As the global demand for energy increases, new technologies are needed to satisfy the necessity for the electrical network growth. As part of a Smart Grid (SG), Distributed Energy Resources (DERs) are adopted to enhance the efficiency, stability, reliability, and the power quality of the electric grid, in addition to, deferring the need for network upgrades. However, in many cases, there is a temporary need for a DER supply such as during peak grid prices, planned outages, and forced outages. Thus, a mobile energy resource can be utilized in these cases to serve several customers. The research presented in this thesis proposes a new approach to optimally dispatch and schedule a Mobile Energy Generation and Storage System (MEGSS) fleet of electric trucks that encompass three types of DER, namely photo-voltaic (PV) panels, dispatchable generator, and battery energy storage system (BESS). The aim of the proposed approach is to maximize the profit of the MEGSS while meeting customers' requirements. The outcomes of the proposed approach are the day-ahead optimal decisions regarding the customers to be served, the route to be followed by each MEGSS in the fleet, and the onboard resources scheduling. To develop these optimal decisions, the proposed approach utilizes traffic information, customers’ requests, PV generation forecast, and offered energy and demand charges. The MEGSS dispatch problem is formulated as a mixed-integer non-linear programming (MINLP) problem, which is decomposed into two sub-problems: an outer problem and an inner problem. The outer problem decides on the customers to be served and the route to be followed, while the inner problem decides on the onboard resources scheduling.
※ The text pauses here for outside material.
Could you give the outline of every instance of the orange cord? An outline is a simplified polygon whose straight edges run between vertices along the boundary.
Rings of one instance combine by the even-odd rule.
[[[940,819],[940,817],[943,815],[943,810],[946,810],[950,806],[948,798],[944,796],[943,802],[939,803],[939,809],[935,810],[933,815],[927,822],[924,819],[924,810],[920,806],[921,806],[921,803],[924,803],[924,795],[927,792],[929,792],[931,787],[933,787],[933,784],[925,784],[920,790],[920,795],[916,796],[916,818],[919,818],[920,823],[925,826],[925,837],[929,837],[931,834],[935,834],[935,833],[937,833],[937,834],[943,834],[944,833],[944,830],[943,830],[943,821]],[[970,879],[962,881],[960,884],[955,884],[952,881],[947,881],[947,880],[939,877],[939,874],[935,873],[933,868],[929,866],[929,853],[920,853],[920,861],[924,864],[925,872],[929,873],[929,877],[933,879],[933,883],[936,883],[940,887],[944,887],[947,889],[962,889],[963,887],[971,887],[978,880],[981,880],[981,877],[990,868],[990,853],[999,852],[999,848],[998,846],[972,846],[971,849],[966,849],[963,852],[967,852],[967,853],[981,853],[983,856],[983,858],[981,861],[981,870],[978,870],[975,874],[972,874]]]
The resulted optimal decisions will be used by the dispatch center to mobilize and schedule the fleet of MEGSS units.The proposed approach has been tested on a typical set of 19 industrial customers to optimally dispatch a sample fleet of two trucks. Results show a maximum daily profit of ＄945 by using two trucks. The suggested method successfully achieved the anticipated goal of the system of attaining maximum profits by reducing daily operation costs.